In the US, two Americans had formed a company, The Exploration Company, in conjunction with Rothschilds in London. Their objective was to explore for gold. They persuaded Williams to return to South Africa as their consulting engineer. When Rhodes heard about this, he lost no time in getting in touch with Williams and persuaded him to cancel his agreement with The Exploration Company and to join De Beers Diamond Company. Under pressure from Rhodes, he agreed to forget about gold and move into the field of diamonds, and finally accepted an appointment as manager of De Beers in Kimberley in May 1887.

(This was during Rhode's legal struggle against the Barnato Mining Company. The result was the formation on 13 March 1888 of the De Beers Consolidated Mines Co., with Rhodes, Barney Barnato and Alfred Beit on the board.)

Williams immediately introduced wide changes in the mining methods at Kimberley. It had been the practice to dig haphazardly and to try to shore up the sides and roof of the diggings with masses of timber. Walking about was exceedingly dangerous and unpleasant, and there was a never-ending worry that the workings might collapse, with serious consequences for the lives of the workers and the financial success of the operation. Williams knew all about shaft-sinking and tunnelling and the use of explosives and, by the end of 1887, proper and relatively safe mining methods had been firmly established. Instead of haphazardly hoisting the ore from a large number of points, he arranged the mine so that all the ground could be concentrated at one point, and hoisted from one well-equipped level by a large winder. His methods were soon repeated on other mines, and on the Witwatersrand as well, and the Kimberley mines came to be known as the most advanced in the world.

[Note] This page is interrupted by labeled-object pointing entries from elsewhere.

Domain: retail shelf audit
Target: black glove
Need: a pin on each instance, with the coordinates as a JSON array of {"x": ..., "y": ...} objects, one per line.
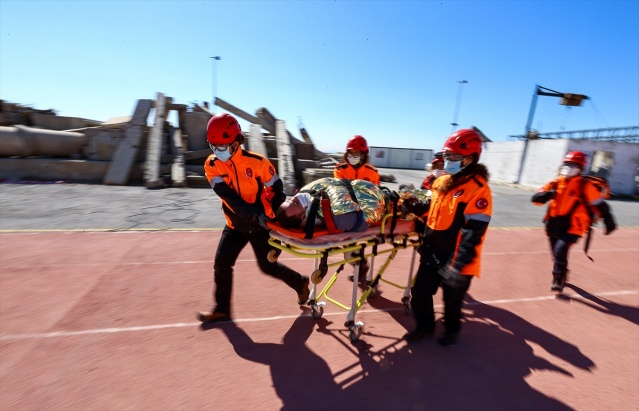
[
  {"x": 452, "y": 277},
  {"x": 610, "y": 224},
  {"x": 262, "y": 219},
  {"x": 543, "y": 197},
  {"x": 609, "y": 220}
]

In part due to these improvements in mining techniques, by 1889 Cecil Rhodes controlled the South African diamond mining industry, and fully 90% of world production.

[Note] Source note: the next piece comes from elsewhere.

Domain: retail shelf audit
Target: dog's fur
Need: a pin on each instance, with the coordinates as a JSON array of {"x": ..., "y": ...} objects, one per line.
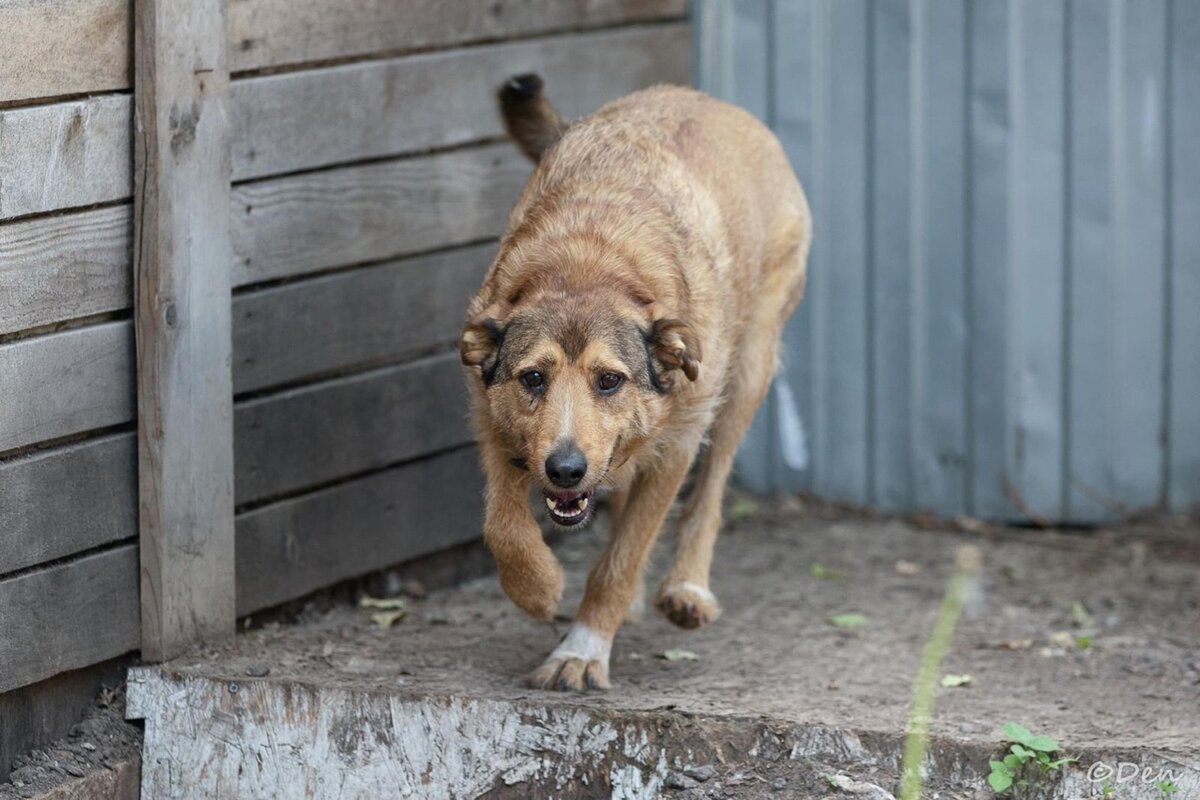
[{"x": 661, "y": 244}]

Williams' talents spread far beyond mining. Rhodes had great confidence in his undoubted administrative skills and his talent for financial management, and drew him into the grand scheme of consolidating all the diamond mines under De Beers.

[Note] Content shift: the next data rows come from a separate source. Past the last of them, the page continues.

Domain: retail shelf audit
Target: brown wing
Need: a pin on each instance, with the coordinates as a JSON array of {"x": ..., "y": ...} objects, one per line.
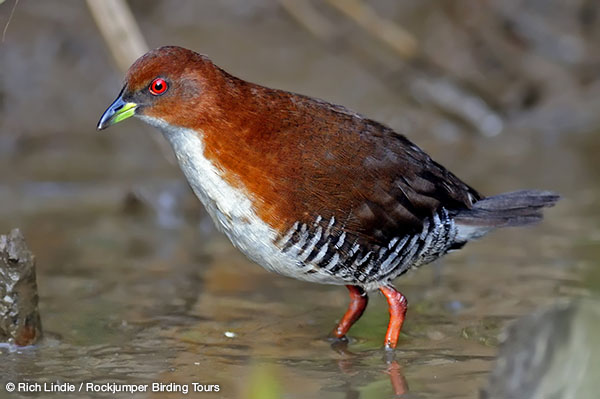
[
  {"x": 373, "y": 180},
  {"x": 303, "y": 158}
]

Williams laid the foundations for an excellent system of training apprentices at De Beers, a compulsory system which worked so well it was soon copied on the Witwatersrand. He had the miners' welfare at heart and, in 1892, reduced the underground shift from 12 to 8 hours. He was one of the chief promoters of the South African School of Mines and was chairperson of its governing body for the years between 1896 and 1903, during which it functioned in Kimberley.

In 1902 he published the comprehensive tome The Diamond Mines of South Africa; some account of their rise and development (NY: Macmillan Co, 1902) with later revised editions in 1904, 1905 and 1906 comprising 2 volumes. This work is still considered an important authoritative source today, with most of its 1,000 copies being housed in various university libraries of the world.

== Return to America ==
After 18 years with De Beers, Williams retired in 1905 to America, and settled first in Washington D.C. and in later years finally in San Francisco. His Washington DC residence on 2201 R Street NW was later used as offices by the embassy of Pakistan.

In recognition of his achievements, the Royal Academy of Science in Sweden awarded him its silver medal in 1905, and the University of California an honorary doctorate of laws in 1910. He also received an honorary doctorate of engineering from the University of Michigan in 1917.

Williams died in San Francisco in 1922, and is buried in a family plot in Oakland, California.